A. Dataset description

MIMIC-III Dataset

The MIMIC-III Critical Care Database [22] is a publicly-available database which contains de-identified health records of 46, 518 patients who stayed in the Beth Israel Deaconess Medical Center’s Intensive Units from 2001 to 2012. The dataset contains both structured health records data and unstructured clinical notes data.

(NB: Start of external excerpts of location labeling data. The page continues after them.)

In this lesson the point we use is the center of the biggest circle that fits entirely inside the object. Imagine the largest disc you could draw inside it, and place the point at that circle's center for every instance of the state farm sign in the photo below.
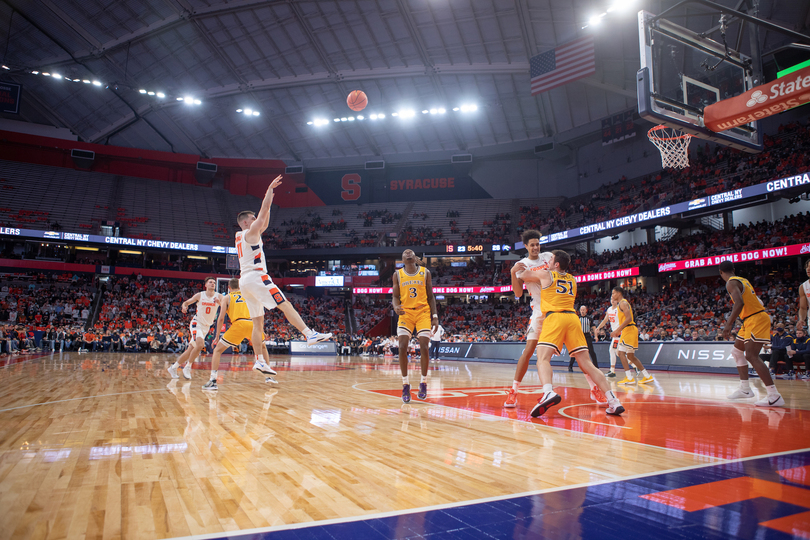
(759, 102)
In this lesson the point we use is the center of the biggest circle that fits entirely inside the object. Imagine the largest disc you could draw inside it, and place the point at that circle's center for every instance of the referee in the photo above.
(586, 329)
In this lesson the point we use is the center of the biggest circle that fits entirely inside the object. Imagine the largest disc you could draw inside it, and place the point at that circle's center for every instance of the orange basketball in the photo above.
(357, 100)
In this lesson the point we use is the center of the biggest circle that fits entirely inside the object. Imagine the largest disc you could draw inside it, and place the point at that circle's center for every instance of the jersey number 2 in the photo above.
(564, 287)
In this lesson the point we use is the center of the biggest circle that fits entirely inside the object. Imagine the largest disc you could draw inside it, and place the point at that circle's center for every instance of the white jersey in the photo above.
(534, 288)
(207, 308)
(251, 258)
(613, 317)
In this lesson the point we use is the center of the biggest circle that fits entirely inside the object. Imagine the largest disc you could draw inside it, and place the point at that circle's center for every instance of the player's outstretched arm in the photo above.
(263, 217)
(434, 314)
(395, 296)
(193, 300)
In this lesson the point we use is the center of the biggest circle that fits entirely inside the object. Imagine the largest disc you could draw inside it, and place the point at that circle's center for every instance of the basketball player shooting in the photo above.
(257, 288)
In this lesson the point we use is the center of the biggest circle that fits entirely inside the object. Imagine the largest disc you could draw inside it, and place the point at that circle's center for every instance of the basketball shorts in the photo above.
(628, 342)
(260, 292)
(198, 329)
(535, 325)
(562, 329)
(239, 330)
(756, 328)
(415, 320)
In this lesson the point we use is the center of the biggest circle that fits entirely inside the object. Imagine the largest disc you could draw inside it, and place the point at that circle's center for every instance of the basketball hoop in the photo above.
(673, 145)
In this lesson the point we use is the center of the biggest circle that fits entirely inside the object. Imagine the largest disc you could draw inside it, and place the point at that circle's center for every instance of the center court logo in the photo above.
(756, 97)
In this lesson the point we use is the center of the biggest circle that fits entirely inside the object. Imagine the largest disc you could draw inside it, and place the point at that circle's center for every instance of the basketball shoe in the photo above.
(316, 337)
(599, 397)
(546, 402)
(511, 399)
(774, 400)
(739, 393)
(422, 392)
(263, 368)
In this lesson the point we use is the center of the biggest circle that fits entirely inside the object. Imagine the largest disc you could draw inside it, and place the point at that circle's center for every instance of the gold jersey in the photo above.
(413, 289)
(560, 295)
(237, 307)
(621, 314)
(751, 302)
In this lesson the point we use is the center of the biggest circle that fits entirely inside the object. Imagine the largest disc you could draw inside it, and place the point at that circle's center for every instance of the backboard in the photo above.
(682, 72)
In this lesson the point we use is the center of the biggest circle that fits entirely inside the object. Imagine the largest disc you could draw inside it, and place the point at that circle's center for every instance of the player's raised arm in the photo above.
(263, 217)
(434, 314)
(395, 296)
(193, 300)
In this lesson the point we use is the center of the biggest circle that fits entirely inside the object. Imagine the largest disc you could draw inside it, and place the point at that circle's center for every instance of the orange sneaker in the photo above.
(511, 399)
(598, 396)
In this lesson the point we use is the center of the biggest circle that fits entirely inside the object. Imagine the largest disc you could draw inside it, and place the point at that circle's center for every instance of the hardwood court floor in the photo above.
(108, 446)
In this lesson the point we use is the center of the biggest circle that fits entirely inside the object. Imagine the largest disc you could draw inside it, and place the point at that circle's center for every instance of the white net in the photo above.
(673, 144)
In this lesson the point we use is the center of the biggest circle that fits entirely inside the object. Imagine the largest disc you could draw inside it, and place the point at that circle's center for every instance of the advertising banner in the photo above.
(324, 348)
(746, 256)
(712, 356)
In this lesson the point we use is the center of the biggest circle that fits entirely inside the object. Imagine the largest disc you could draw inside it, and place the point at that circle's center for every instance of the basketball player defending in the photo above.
(535, 261)
(561, 327)
(416, 306)
(258, 290)
(755, 332)
(804, 299)
(207, 302)
(627, 332)
(612, 317)
(241, 328)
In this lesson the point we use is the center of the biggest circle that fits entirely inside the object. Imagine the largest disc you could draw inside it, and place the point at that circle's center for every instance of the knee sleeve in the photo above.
(739, 357)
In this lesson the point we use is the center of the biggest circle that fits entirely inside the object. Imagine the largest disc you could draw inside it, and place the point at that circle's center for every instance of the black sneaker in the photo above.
(545, 403)
(422, 393)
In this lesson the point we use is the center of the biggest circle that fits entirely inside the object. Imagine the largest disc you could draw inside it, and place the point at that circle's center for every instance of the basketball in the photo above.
(357, 100)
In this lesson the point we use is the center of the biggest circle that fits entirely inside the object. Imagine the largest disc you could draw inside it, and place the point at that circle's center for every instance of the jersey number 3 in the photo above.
(564, 287)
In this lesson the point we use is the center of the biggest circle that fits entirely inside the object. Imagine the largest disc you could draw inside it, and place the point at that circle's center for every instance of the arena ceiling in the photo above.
(293, 61)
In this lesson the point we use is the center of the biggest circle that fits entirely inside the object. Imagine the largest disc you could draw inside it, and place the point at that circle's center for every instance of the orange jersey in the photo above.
(560, 295)
(413, 289)
(751, 302)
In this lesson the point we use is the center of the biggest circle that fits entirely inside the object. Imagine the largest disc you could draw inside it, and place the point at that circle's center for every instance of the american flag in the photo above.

We used EHR data from all patients in the dataset. On average, each patient has 1.26 visits. For each visit, the average number of the recorded ICD-9 diagnosis codes is 11 and the average number of words in clinical notes is 7, 898. For each patient visit, we aggregated all diagnosis codes and clinical notes.

Preprocessing

For clinical notes, all digits and stop words are removed. The typos are filtered using PyEnchant, a Python library for spell checking. All words whose frequency is less than 50 are removed. The resulting number of unique words is 14, 302. Furthermore, the total number of unique ICD-9 diagnosis codes in the dataset is 6, 984. Codes whose frequency is less than 5 are removed. Since some codes are still relatively rare, we exploited the hierarchical tree structure of ICD-9 codes and grouped them by their first three digits. The size of final codes vocabulary is 752.

Training and Test Patients

We split the patients into training and test sets. All 38, 991 patients with a single visit are placed in the training set. Of the 7, 527 patients with 2 or more visits, we randomly assign 80% of them (6, 015 patients) to the training set and 20% of them (1, 512 patients) to the test set. Whole training set is used for learning representations.

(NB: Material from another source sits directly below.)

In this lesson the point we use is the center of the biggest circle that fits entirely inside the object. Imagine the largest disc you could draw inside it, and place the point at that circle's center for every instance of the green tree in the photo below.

JointSkip-gram training details

For each visit we created a (D, N) pair, as explained in II-A. The size T of vectors representing codes and words is set to 200. Stochastic gradient algorithm with negative sampling maximizing (9) and (11) is set to loop through all the training data 40 times. The number of negative samples is set to 5 and the size of the window for word context in the clinical notes is set to 5. Before applying JointSkip-gram model, we used a small portion (~10%) of clinical notes to pretrain word representations as we observed this improves our final representations.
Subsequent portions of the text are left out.